Теперь обстоятельства были именно такими, как это требовалось. Леди Глайд не спускалась по случаю нервного истощения, приковавшего ее к постели, а глупая служанка (не помню ее имени) запиралась на ночь в комнате своей госпожи ухаживать за ней. Мэриан, хотя и быстро идущая на поправку, все еще не вставала с постели; за ней ухаживала миссис Рюбель. В доме, кроме моей жены, Персиваля и меня, не было ни одной живой души. Все благоприятствовало нам, и я сделал второй ход в игре.

Цель этого второго хода заключалась в том, чтобы убедить леди Глайд уехать из Блэкуотера без сестры. Если бы мы не сумели уверить ее, что Мэриан уже отправилась в Камберленд, предваряя ее приезд туда, нам не представилась бы возможность уговорить леди Глайд покинуть дом по собственной воле. Чтобы добиться этого, мы спрятали нашу прелестную больную в одной из нежилых комнат Блэкуотер-Парка. Глубокой ночью мадам Фоско, мадам Рюбель и я сам (Персиваль был не настолько хладнокровен, чтобы на него можно было положиться) проделали эту операцию. Зрелище было в высшей степени живописным, таинственным, драматичным. По моему распоряжению еще утром постель больной была помещена на прочное деревянное основание, приспособленное для переноски. Нам оставалось только осторожно поднять кровать на этом основании, взявшись у изголовья и в изножье, и переместить нашу пациентку, куда бы мы ни пожелали. В данном случае помощь химии не требовалась и к ней не прибегали. Наша прекрасная Мэриан спала крепким сном выздоравливающего человека. Предварительно мы расставили свечи по пути нашего следования и распахнули все двери, через которые нам предстояло пройти. Как более сильный, я взялся за изголовье кровати, моя жена и мадам Рюбель – за изножье, каждая со своей стороны. Я нес эту драгоценную ношу с глубочайшей нежностью, на которую только способен мужчина, и с отеческой заботливостью. Где тот современный Рембрандт, который смог бы передать на полотне нашу полуночную процессию? Увы, искусство! Увы, живописнейшее зрелище! Рембрандтов нынче нигде не сыщешь!

На следующее утро я и моя жена отправились в Лондон, оставив Мэриан запертой в необитаемой части дома под присмотром мадам Рюбель, которая любезно согласилась на два-три дня разделить участь своей подопечной. Перед отъездом я отдал Персивалю пригласительное письмо мистера Фэрли племяннице, в котором тот советовал леди Глайд по пути в Камберленд остановиться на ночь в доме ее тетушки. Персиваль в соответствии с нашей с ним договоренностью должен был показать его леди Глайд только после того, как получит от меня известие. Также я взял у Персиваля адрес лечебницы, где до побега содержалась Анна Кэтерик, и письмо от него же к содержателю лечебницы, уведомляющее этого джентльмена о возвращении убежавшей пациентки под его врачебное попечение.

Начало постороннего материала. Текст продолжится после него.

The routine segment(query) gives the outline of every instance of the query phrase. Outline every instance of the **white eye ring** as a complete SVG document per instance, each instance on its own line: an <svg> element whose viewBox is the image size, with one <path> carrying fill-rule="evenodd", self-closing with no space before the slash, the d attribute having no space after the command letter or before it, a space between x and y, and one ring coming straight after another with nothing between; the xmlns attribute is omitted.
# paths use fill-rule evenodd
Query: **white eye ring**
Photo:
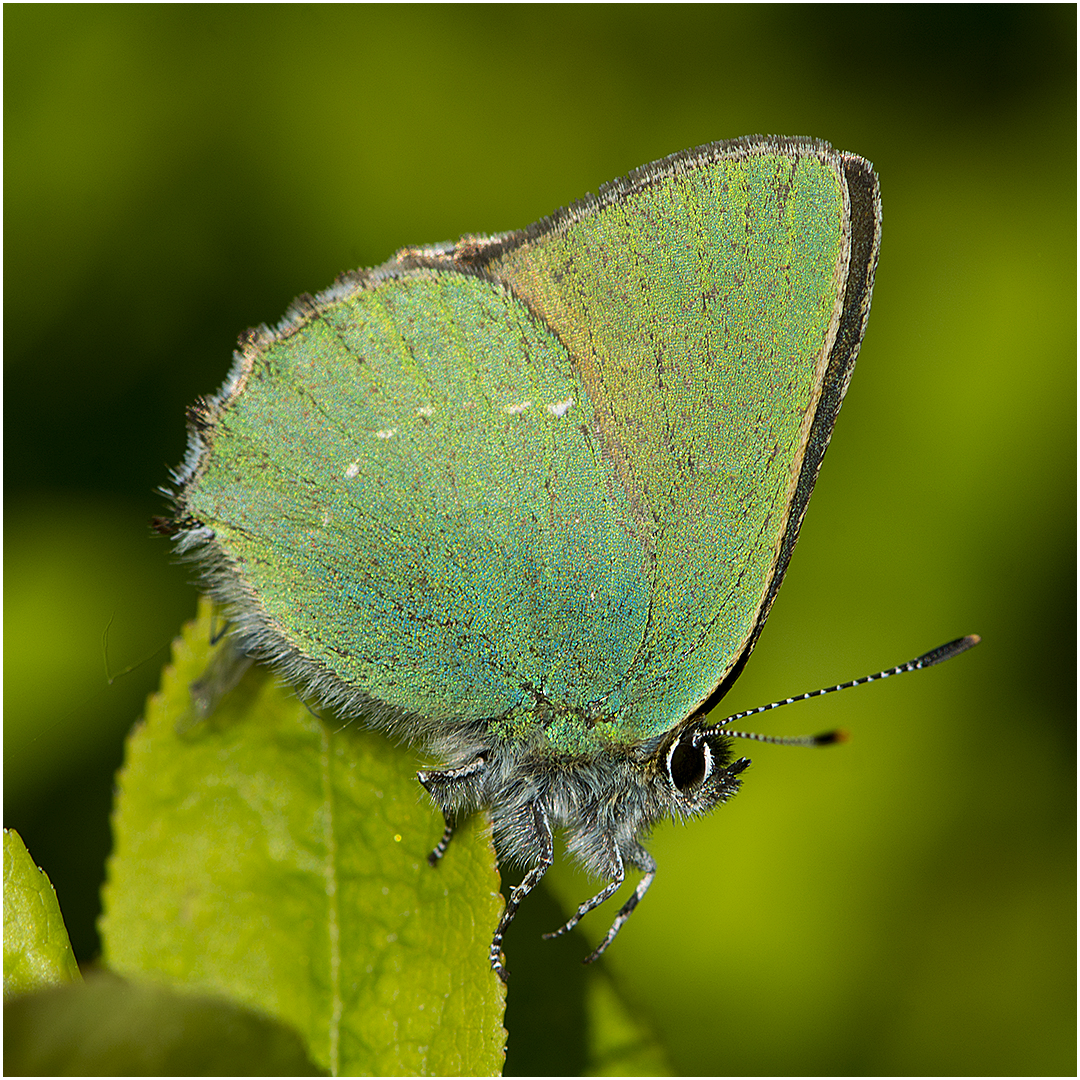
<svg viewBox="0 0 1080 1080"><path fill-rule="evenodd" d="M672 786L675 788L676 791L685 791L686 790L686 788L682 788L682 787L680 787L678 785L678 783L676 783L675 775L672 772L672 763L673 763L674 758L675 758L675 751L680 749L683 746L683 742L684 742L684 740L686 738L687 738L687 736L684 735L684 736L682 736L682 738L676 739L675 742L673 742L671 744L671 749L667 753L666 765L667 765L668 780L671 782ZM705 781L708 780L709 777L712 776L712 773L713 773L713 752L712 752L712 747L709 746L708 742L705 739L699 739L699 737L696 734L690 735L689 740L690 740L689 741L689 746L690 746L691 749L701 751L701 768L702 768L702 772L701 772L701 777L697 781L695 781L692 785L687 784L686 786L687 787L699 787L701 784L704 784Z"/></svg>
<svg viewBox="0 0 1080 1080"><path fill-rule="evenodd" d="M710 776L712 776L713 756L712 756L712 747L709 746L709 744L707 742L703 741L702 744L701 744L701 748L702 748L702 750L705 751L705 754L704 754L704 757L705 757L705 775L701 778L700 782L702 784L704 784L705 781L708 780Z"/></svg>
<svg viewBox="0 0 1080 1080"><path fill-rule="evenodd" d="M664 768L667 771L668 779L672 784L675 783L675 777L671 775L671 759L675 756L675 751L679 749L679 743L682 739L676 739L670 747L668 747L667 757L664 759Z"/></svg>

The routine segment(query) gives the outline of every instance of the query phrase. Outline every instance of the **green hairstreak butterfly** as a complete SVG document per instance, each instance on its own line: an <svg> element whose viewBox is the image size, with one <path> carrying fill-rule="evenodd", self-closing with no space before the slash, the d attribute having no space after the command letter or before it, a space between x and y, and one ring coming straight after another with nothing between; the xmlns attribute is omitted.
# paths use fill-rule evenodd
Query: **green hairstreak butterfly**
<svg viewBox="0 0 1080 1080"><path fill-rule="evenodd" d="M738 790L707 716L791 558L880 221L853 154L699 147L301 297L191 411L170 530L239 651L423 745L433 863L488 807L529 868L500 974L553 830L607 882L563 930L640 875L596 956L656 872L642 836Z"/></svg>

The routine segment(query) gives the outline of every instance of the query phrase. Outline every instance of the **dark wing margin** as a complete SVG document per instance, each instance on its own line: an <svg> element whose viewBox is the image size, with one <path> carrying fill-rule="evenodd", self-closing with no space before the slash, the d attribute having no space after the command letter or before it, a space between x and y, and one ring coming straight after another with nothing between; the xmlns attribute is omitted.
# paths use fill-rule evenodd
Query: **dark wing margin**
<svg viewBox="0 0 1080 1080"><path fill-rule="evenodd" d="M691 719L703 719L720 704L727 692L735 685L742 674L750 654L754 651L757 639L769 617L773 601L780 590L780 585L787 572L795 542L799 539L806 508L814 490L821 462L829 448L833 425L847 393L851 373L855 369L855 360L859 355L866 321L870 316L870 299L874 291L874 271L877 269L878 250L881 246L881 191L877 174L868 161L854 154L840 154L844 178L848 187L851 205L851 261L844 291L844 306L840 314L840 325L829 354L825 380L814 414L807 440L806 454L803 457L799 480L795 486L795 496L788 516L788 526L780 541L780 554L776 561L772 579L765 593L765 599L757 614L754 629L747 639L738 660L724 677L724 680L695 710Z"/></svg>

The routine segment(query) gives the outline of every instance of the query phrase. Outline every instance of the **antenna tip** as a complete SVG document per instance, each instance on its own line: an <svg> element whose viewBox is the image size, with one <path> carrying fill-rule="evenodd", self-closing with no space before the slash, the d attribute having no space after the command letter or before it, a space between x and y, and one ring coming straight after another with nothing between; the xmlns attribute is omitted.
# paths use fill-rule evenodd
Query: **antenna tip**
<svg viewBox="0 0 1080 1080"><path fill-rule="evenodd" d="M837 728L835 731L823 731L820 735L814 736L815 746L831 746L833 743L841 743L850 741L851 736L846 732Z"/></svg>
<svg viewBox="0 0 1080 1080"><path fill-rule="evenodd" d="M968 634L966 637L957 638L947 645L939 645L936 649L923 653L916 661L916 665L924 668L933 667L935 664L941 664L946 660L951 660L954 656L967 652L968 649L978 645L980 641L982 641L982 638L978 634Z"/></svg>

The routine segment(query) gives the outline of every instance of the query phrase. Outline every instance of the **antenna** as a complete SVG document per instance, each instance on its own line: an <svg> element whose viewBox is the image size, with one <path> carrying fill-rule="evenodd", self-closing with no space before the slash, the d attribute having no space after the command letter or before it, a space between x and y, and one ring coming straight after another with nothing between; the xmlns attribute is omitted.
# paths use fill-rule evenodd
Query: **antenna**
<svg viewBox="0 0 1080 1080"><path fill-rule="evenodd" d="M843 731L824 731L820 735L757 735L752 731L721 731L725 724L735 720L745 720L748 716L756 716L758 713L770 712L779 709L782 705L791 705L796 701L806 701L808 698L822 697L825 694L835 694L837 690L850 690L853 686L862 686L864 683L877 682L878 679L888 679L893 675L903 675L905 671L921 671L923 668L942 664L959 656L962 652L974 648L982 638L978 634L968 634L966 637L957 638L947 645L939 645L906 664L897 667L886 668L884 671L875 672L873 675L864 675L861 679L852 679L851 682L838 683L836 686L827 686L824 690L811 690L807 694L798 694L795 697L784 698L783 701L774 701L769 705L759 705L756 709L747 709L746 712L735 713L733 716L721 720L718 724L712 724L702 730L702 735L728 735L733 739L753 739L755 742L775 743L778 746L828 746L830 743L846 742L847 733Z"/></svg>

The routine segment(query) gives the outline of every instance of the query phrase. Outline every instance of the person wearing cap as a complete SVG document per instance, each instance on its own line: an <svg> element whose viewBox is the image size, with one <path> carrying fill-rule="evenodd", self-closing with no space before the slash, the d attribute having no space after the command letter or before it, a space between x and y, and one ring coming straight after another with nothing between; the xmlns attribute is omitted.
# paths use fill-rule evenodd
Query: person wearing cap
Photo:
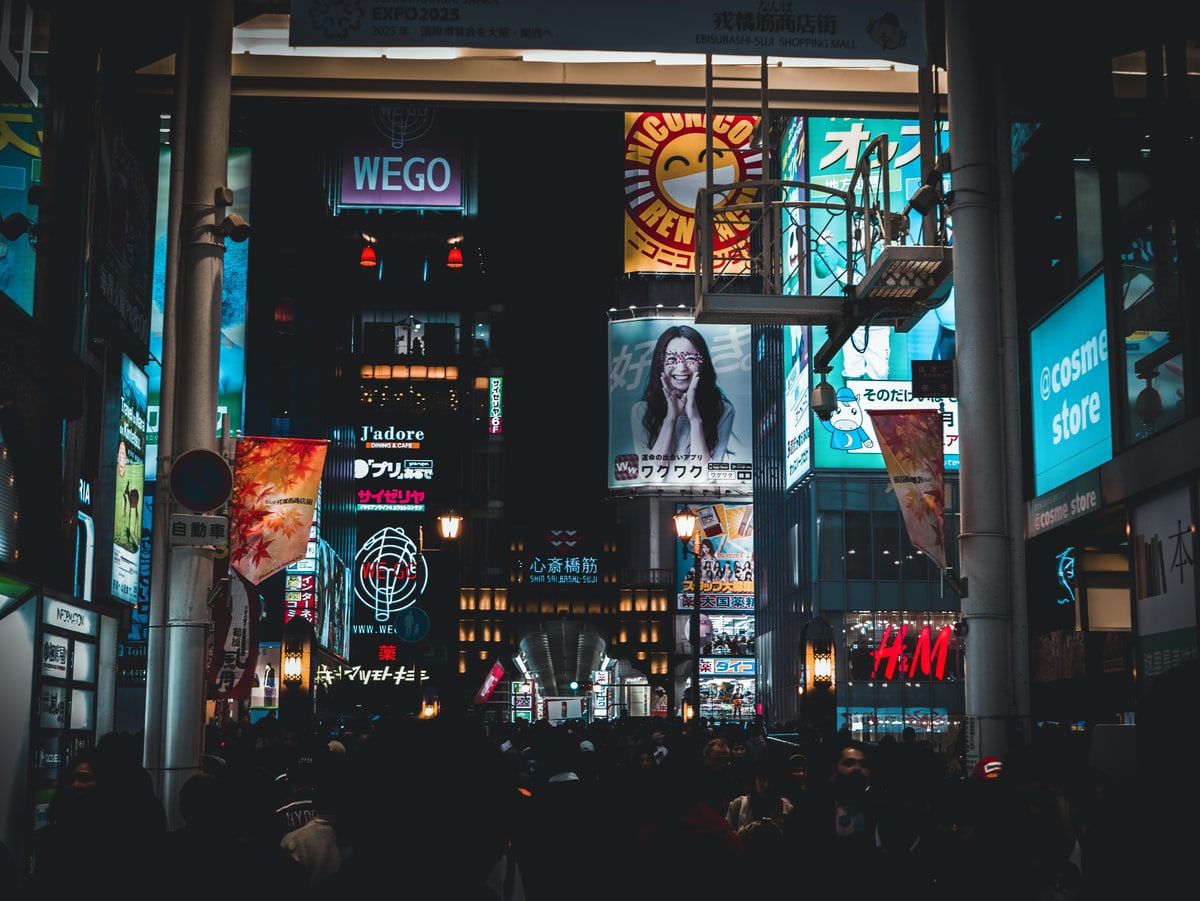
<svg viewBox="0 0 1200 901"><path fill-rule="evenodd" d="M974 779L986 779L991 781L999 779L1000 773L1004 770L1004 761L999 757L983 757L979 763L975 764L975 768L971 770L971 777Z"/></svg>
<svg viewBox="0 0 1200 901"><path fill-rule="evenodd" d="M803 754L793 754L788 758L787 788L785 793L791 797L799 795L808 788L808 758Z"/></svg>
<svg viewBox="0 0 1200 901"><path fill-rule="evenodd" d="M666 733L661 730L656 731L650 736L650 741L650 755L654 758L654 762L657 764L666 763L667 757L671 753L671 749L667 747Z"/></svg>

Во время последней моей поездки в столицу я устроил все таким образом, чтобы наше скромное жилище было готово принять нас, как только мы прибудем в Лондон на утреннем поезде. Вследствие этой благоразумной предусмотрительности мы получили возможность уже в тот же день сделать третий ход в игре – заполучить Анну Кэтерик.